USA Today reported one amendment, which overwhelmingly failed, would have allowed athletes to host a recruit on their day off provided they gave prior consent. Another amendment, which closely passed, allows life-skill activities to be held on athletes’ off days. Some player representatives at the NCAA Convention weren’t buying the amendments, recognizing how the system was trying to control days off for unpaid players who are supposedly students first.
The integrity of the day off? Son, wait ’til you get married and are presented with your first Saturday honey-do list. But I digress.
The NCAA actually posted this quote from a student-athlete on its web site announcing the votes, which tells you the degree of disconnect that still exists. Control, baby!
“It’s about owning your time. Coaches need to understand that student-athletes aren’t on call at all times,” Darlington said. “This is about changing the perception of coaches: Our time is our time.”
Good luck with that. Because… well, you know the because.
What remains untouched: The number of games and when/where they are played. If NCAA members really want to make athletes closer to traditional students, play fewer 9 p.m. games on a Tuesday night a couple hours away from your campus. But that won’t happen because this is pro sports masked as amateur.
“We all know games are the elephant in the room, especially basketball,” said one Power Five athletic director, who asked to remain anonymous.
“I agree it’s an issue,” Pac-12 commissioner Larry Scott said. “I think that’s a more complex, sport-by-sport set of discussions we may have in the future. I think in this first round of time demands legislation we’re focusing around the practice schedules.”
“You mean we should be the adults in the room and play fewer games?” quipped another anonymous Power Five AD. “We can try to make amends where we can that helps. But the travel for all the games really is what changes their lives. The games seem to be sacred among the athletes.”
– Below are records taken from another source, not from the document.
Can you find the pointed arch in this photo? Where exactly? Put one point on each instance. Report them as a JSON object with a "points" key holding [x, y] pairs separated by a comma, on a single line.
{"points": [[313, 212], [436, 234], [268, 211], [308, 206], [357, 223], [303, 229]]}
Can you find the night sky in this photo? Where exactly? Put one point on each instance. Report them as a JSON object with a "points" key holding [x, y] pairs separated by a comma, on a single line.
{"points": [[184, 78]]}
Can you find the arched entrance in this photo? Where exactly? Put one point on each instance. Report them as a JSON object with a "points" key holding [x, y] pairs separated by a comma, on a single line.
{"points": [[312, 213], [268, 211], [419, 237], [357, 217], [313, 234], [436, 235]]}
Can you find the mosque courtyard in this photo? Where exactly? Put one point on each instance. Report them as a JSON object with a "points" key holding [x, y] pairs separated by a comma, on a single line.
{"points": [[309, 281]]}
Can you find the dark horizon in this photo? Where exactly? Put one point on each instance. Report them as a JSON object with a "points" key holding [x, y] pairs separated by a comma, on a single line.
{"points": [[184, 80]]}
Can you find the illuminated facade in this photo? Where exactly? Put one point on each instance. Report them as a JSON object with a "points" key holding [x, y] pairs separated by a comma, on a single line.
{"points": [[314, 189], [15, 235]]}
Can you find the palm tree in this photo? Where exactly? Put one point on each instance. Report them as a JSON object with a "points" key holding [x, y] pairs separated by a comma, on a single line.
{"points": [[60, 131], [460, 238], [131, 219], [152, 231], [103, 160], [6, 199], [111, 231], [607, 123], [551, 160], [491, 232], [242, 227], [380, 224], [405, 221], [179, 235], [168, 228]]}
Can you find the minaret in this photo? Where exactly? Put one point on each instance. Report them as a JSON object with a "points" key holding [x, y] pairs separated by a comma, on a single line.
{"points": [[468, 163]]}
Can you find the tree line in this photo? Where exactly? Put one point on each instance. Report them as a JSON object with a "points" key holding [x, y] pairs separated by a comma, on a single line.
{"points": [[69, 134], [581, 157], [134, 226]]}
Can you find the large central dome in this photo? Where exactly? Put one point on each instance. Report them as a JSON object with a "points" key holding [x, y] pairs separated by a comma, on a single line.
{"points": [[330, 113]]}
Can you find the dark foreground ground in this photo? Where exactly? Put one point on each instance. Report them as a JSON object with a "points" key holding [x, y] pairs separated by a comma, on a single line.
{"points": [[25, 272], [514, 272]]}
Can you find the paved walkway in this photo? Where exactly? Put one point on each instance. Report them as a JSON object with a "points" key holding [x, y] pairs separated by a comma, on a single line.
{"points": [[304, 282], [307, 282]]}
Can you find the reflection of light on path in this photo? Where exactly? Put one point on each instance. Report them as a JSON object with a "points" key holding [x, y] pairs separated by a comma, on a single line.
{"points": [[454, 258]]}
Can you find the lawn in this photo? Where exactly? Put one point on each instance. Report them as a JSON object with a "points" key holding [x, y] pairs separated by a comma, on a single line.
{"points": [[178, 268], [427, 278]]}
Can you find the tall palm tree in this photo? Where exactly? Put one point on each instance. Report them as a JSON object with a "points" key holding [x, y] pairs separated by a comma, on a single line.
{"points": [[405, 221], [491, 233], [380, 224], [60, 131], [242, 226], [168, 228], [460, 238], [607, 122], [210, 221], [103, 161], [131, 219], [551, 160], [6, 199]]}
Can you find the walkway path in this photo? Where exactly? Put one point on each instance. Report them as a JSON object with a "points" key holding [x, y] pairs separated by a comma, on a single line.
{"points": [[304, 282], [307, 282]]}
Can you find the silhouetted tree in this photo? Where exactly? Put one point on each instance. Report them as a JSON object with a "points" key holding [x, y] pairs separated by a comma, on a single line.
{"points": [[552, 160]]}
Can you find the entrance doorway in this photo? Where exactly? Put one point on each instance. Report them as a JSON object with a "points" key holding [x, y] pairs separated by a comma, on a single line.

Hey, as long as you’ve got a sense of humor about it, it’s all good, amirite?
And on a similar note, Eleven Warriors argues that if the NCAA is all about student-athlete welfare when it comes to extending the season with a second bye week, giving those young bodies more time to heal during all those weeks of play, why not go further and return to an eleven-game schedule?
As I said, as long as you’ve got a sense of humor about it, it’s all good.